Emerging social challenges for women
Women may be more vulnerable during pandemics due to a variety of reasons that go beyond the risk of infection, such as exacerbation of pre-existing social injustice and health inequality,82 with women in LMICs being even more vulnerable. Increased domestic responsibilities, along with professional responsibilities, may take a greater toll on them. Mass school closure might have a differential effect as women provide most of the childcare and care within families, with the consequence of limiting their work and economic opportunities. Those who are poor, working in service jobs, and those without paid leave are especially vulnerable. Travel restrictions can also cause financial challenges for female domestic workers. Reports of domestic violence during this period of quarantine are also on the rise.83 In addition, the pandemic is likely to have longstanding economic consequences, which may put further strain on women health and women rights.
Women form 70% of workers in the health and social sector, work longer hours, along with domestic responsibilities, emphasising the gendered nature of the workforce and the risk they incur.37 They also earn 11% less than men in the same field.37 In South East Asia, the percentage of female and male physicians is 39% and 61%, respectively; whereas the percentage of female and male nurses is 79% and 21%, respectively.37 As health systems become stretched, many people with COVID-19 will need to be cared for at home, adding to women’s workload and increasing the risk of becoming infected. Women are less likely than men to have power in decision-making, compounded by their inadequate access to healthcare and insufficient financial resources to travel to hospitals for check-ups. Therefore, it is very important to formulate an action plan to ensure community education, empowerment and participation, to ensure availability of essential services and medications, promote transparency and accountability, and foster international cooperation.
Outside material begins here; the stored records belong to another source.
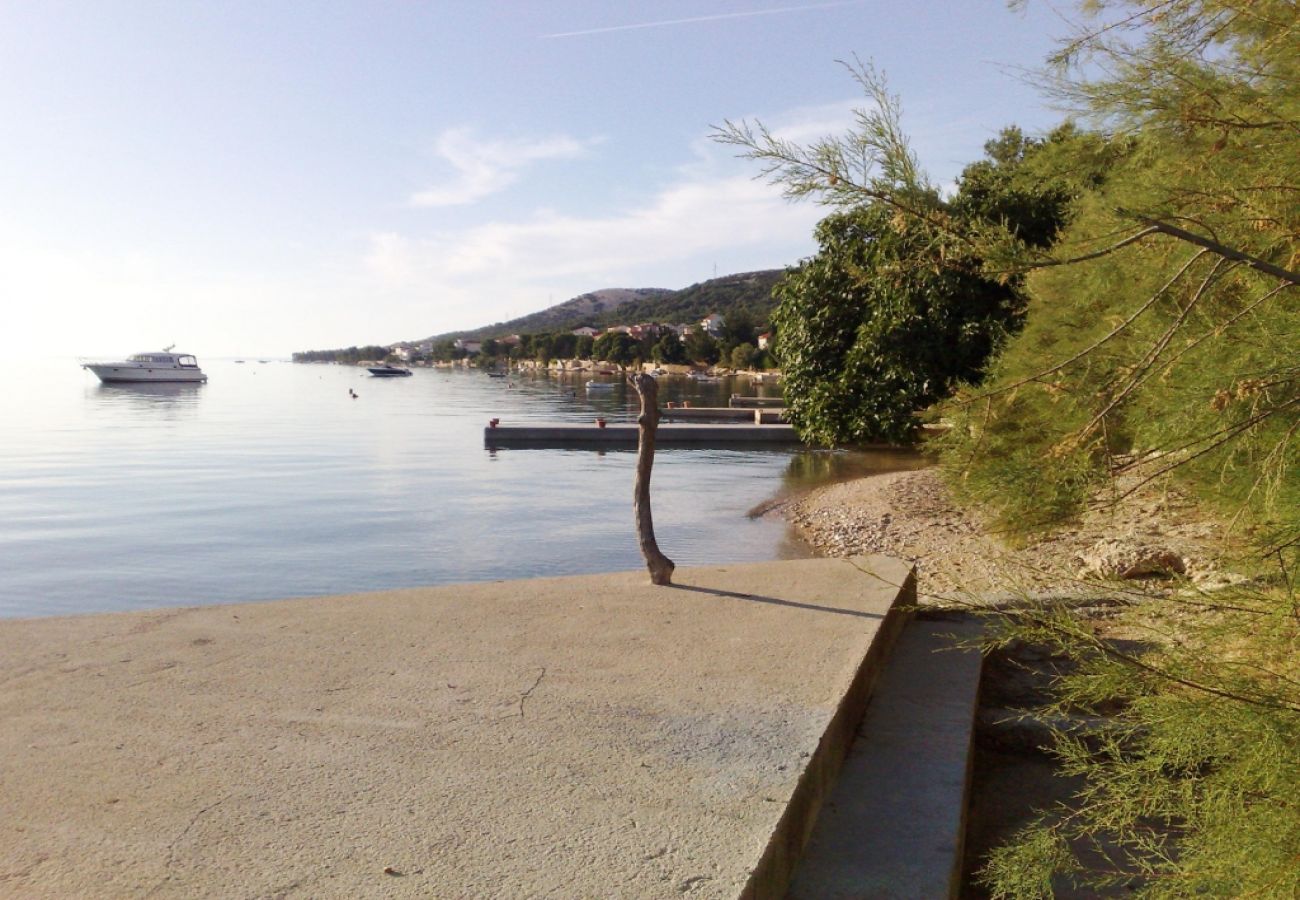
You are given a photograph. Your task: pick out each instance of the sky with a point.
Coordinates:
(255, 178)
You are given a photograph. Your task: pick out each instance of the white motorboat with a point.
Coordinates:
(161, 366)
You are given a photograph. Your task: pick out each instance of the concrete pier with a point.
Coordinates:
(586, 736)
(740, 402)
(624, 435)
(755, 416)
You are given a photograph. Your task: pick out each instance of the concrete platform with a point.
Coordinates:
(724, 412)
(895, 825)
(624, 435)
(740, 402)
(570, 738)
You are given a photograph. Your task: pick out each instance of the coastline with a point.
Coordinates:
(911, 515)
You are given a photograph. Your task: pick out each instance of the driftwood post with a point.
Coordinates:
(648, 389)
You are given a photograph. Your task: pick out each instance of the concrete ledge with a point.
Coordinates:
(670, 435)
(895, 825)
(583, 738)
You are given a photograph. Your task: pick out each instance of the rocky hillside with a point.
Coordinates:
(581, 310)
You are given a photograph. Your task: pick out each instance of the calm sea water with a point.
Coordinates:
(272, 481)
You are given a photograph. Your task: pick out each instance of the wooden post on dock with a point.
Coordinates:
(648, 389)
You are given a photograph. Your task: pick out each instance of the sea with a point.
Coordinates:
(272, 480)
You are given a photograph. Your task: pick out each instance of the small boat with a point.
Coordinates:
(154, 367)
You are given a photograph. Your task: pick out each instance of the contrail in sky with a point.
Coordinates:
(705, 18)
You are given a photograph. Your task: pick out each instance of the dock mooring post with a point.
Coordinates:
(648, 389)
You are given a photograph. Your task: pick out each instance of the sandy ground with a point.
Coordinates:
(911, 515)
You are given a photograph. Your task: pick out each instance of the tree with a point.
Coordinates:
(659, 566)
(668, 350)
(615, 347)
(879, 325)
(701, 347)
(1160, 345)
(900, 304)
(742, 357)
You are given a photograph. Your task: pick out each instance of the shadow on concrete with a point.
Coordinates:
(776, 601)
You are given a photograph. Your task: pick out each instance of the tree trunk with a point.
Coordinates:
(661, 567)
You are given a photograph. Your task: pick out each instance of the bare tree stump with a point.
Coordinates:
(648, 389)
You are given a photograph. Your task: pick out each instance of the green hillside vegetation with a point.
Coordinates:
(746, 295)
(1158, 350)
(750, 291)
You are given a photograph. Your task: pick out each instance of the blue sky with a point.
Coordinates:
(254, 178)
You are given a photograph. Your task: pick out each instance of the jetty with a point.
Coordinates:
(742, 402)
(625, 435)
(579, 736)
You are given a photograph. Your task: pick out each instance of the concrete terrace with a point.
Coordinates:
(575, 738)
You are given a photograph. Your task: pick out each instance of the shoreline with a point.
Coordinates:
(910, 515)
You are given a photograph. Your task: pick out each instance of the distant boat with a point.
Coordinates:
(155, 367)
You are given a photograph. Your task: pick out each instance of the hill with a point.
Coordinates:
(748, 290)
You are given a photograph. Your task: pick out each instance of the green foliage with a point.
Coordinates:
(701, 347)
(668, 350)
(615, 347)
(748, 295)
(879, 324)
(1151, 359)
(742, 357)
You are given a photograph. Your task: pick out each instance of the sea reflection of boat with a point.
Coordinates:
(151, 367)
(155, 396)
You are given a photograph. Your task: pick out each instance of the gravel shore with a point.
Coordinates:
(911, 515)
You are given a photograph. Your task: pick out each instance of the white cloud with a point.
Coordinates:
(502, 269)
(488, 167)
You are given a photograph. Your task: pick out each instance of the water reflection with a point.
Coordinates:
(169, 398)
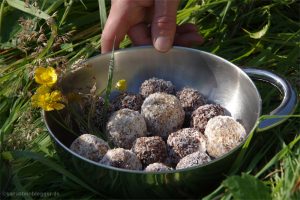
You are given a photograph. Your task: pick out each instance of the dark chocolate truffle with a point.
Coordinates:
(204, 113)
(163, 114)
(184, 142)
(90, 147)
(124, 126)
(157, 167)
(150, 149)
(190, 100)
(121, 158)
(223, 134)
(128, 100)
(154, 85)
(194, 159)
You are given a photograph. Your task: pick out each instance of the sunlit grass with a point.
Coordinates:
(262, 34)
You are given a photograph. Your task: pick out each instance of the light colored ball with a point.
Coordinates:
(121, 158)
(223, 134)
(194, 159)
(184, 142)
(163, 114)
(125, 126)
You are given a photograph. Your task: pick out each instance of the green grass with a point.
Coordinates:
(263, 34)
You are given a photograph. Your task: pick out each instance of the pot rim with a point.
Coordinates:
(174, 170)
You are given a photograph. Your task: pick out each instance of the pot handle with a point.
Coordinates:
(289, 101)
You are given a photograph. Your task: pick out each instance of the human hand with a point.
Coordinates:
(147, 22)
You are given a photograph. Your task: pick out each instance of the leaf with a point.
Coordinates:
(247, 187)
(28, 9)
(67, 47)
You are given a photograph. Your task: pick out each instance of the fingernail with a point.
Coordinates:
(163, 43)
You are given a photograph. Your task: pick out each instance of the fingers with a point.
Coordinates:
(164, 24)
(116, 26)
(140, 34)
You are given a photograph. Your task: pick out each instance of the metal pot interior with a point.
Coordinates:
(217, 79)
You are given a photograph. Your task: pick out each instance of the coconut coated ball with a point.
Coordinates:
(90, 147)
(194, 159)
(163, 114)
(124, 126)
(184, 142)
(154, 85)
(150, 149)
(157, 167)
(121, 158)
(190, 99)
(128, 100)
(223, 134)
(204, 113)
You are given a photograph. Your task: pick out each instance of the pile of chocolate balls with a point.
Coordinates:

COVID-19 has created significant challenges for healthcare delivery, especially in people with chronic cardiometabolic disorders, as these individuals are at an increased risk of morbidity related to COVID-19. Women with diabetes form a vulnerable group, as they often receive suboptimal diabetes care and support, even though they have a high burden of comorbidities and complications. While there are challenges in healthcare delivery during the pandemic, cardiometabolic care cannot be compromised. This calls for exploring new avenues of healthcare delivery, such as telemedicine. Pregnant women with diabetes should continue to receive quality care for optimal outcomes. The management of hyperglycaemia during COVID-19 infection is important to reduce morbidity and mortality from the infection.
Recognising the extent to which disease outbreaks affect women and men differently, especially those with underlying health risks, is critical for creating effective policies and interventions to promote gender equity goals. Gendered implications of quarantine need to be recognised. A gender analysis is warranted to mitigate risk in the current pandemic and to prevent women from paying the price, both now and in the future.